Every vintage Champagne is a product of that particular year whether the harvest went extraordinarily well or whether it was more complex, as was the case with 2006. Each harvest has its own character, nuances and distinct traits that in some way make it exceptional. In Champagne they say there are “Pinot Noir years” and others that are more “Chardonnay years” and this depends on how the weather in different terroirs determined the ripeness and sugar levels in the grapes or the wine’s freshness. This being the case, it is up to each Maison to decide whether a certain year provided grapes that could express themselves and adequately meet expectations in order to produce a vintage Champagne, one that does not use vins de reserve but only the grapes from that year’s harvest.
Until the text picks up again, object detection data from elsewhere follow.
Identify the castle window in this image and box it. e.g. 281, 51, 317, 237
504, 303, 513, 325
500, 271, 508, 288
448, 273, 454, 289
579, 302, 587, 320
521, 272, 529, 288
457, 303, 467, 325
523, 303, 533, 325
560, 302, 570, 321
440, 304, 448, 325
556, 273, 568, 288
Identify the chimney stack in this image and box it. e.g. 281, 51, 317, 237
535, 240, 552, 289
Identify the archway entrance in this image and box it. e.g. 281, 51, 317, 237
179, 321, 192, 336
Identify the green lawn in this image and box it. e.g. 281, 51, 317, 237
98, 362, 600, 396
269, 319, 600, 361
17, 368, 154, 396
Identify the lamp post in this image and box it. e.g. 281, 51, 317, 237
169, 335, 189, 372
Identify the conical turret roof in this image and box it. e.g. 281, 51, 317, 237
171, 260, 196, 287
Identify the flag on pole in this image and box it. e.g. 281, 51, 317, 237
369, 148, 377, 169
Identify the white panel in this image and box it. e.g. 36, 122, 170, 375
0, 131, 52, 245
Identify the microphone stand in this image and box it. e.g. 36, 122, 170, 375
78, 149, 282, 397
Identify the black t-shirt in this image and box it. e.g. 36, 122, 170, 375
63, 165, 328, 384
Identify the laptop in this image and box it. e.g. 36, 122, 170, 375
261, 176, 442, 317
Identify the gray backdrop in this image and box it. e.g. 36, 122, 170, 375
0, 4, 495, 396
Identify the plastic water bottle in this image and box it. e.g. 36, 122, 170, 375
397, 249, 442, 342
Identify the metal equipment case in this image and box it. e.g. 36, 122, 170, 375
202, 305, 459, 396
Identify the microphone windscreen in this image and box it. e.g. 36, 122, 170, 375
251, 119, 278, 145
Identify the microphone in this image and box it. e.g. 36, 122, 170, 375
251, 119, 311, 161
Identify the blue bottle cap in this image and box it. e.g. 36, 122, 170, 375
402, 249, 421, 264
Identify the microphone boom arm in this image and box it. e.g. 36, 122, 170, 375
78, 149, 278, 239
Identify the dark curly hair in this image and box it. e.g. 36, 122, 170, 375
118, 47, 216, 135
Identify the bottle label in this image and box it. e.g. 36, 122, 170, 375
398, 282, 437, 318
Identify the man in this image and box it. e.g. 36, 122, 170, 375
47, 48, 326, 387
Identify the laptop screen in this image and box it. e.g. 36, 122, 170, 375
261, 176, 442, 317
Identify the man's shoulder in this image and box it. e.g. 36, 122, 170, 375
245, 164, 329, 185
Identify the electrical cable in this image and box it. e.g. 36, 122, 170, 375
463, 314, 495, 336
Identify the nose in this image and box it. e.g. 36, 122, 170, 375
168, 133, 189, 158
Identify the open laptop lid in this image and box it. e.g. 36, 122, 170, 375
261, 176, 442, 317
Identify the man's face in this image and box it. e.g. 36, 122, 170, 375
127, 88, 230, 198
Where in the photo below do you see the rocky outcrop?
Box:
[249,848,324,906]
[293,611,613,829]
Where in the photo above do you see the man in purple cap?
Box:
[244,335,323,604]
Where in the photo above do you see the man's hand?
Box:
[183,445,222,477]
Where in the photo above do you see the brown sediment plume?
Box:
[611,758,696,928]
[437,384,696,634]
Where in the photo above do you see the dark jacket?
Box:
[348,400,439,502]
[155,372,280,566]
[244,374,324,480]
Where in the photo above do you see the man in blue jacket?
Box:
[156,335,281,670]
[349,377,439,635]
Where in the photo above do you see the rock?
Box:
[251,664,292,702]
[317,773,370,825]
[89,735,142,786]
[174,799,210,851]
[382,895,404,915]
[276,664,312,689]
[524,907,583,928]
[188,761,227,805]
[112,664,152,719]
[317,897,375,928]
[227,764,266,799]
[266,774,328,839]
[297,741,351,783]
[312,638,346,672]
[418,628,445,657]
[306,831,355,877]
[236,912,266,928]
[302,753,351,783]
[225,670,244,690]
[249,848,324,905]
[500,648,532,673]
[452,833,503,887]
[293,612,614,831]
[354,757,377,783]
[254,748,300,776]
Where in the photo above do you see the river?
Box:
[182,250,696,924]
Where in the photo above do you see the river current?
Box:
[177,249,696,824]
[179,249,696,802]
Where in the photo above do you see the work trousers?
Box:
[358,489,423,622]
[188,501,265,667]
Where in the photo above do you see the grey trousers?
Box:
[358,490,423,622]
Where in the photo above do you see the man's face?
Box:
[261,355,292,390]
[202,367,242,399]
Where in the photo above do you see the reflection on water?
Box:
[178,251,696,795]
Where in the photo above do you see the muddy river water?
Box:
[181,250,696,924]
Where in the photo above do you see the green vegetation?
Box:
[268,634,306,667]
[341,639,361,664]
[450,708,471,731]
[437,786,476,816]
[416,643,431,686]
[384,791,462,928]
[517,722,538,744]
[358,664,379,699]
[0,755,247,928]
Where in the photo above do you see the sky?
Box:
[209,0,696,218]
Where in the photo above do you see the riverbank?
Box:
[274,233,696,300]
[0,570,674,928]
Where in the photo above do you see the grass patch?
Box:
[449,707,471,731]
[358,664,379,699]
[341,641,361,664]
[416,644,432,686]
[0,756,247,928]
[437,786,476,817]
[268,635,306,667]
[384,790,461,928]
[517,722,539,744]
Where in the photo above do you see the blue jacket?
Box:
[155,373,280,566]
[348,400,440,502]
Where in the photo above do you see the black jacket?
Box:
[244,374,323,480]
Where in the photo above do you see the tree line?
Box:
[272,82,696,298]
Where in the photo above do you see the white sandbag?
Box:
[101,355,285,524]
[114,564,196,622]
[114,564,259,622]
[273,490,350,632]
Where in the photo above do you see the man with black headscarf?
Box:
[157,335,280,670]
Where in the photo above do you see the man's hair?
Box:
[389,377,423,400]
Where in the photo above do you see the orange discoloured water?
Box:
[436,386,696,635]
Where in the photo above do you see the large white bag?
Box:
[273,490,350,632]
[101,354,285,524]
The 2006 harvest at Maison Paillard inspired the energetic Monsieur Bruno to opt for a bold choice and produce a Blanc de Blancs Millésimé made from the best grapes from the Maison’s vineyards in Cote des Blancs. 2006 was a challenging year that began with a cold winter, with temperatures falling as low as -17°C on Montage de Reims, followed by a cool spring but one without any frosts. Good weather only arrived at the beginning of June and the vines blossomed at the middle of that month. Then July turned out to be particularly hot and humid before temperatures dropped in August with same dangerous rainfall that delayed harvest until the middle of September, when the sun came back and the weather became mild.

This weather was the unusual inspiration for a Champagne with an uncommon character compared to the austere Maison Paillard style. The vintage was dedicated to the theme of Volupté (Voluptuousness) which Swedish artist Jockum Nordstrom interpreted on the label. The grapes were from vineyards in Le-Mesnil and Oger (two Grand Cru villages where the Maison has some eight hectares and provided 60% of the grapes), Cramant, Avize, Chouilly and Vertus all providing nuances that made this Blanc de Blancs 2006 truly special. The wine’s personality was completed by sitting on the lees for eight years. The generous aromatic traits and unusual fullness are the coordinates for a mouthfeel with a surprising gourmand accessibility that is decidedly voluptuous. The decision to present this Champagne paired with the cuisine of Chef Matteo Baronetto at the ‘Del Cambio restaurant in Turin made its tasting even more intriguing.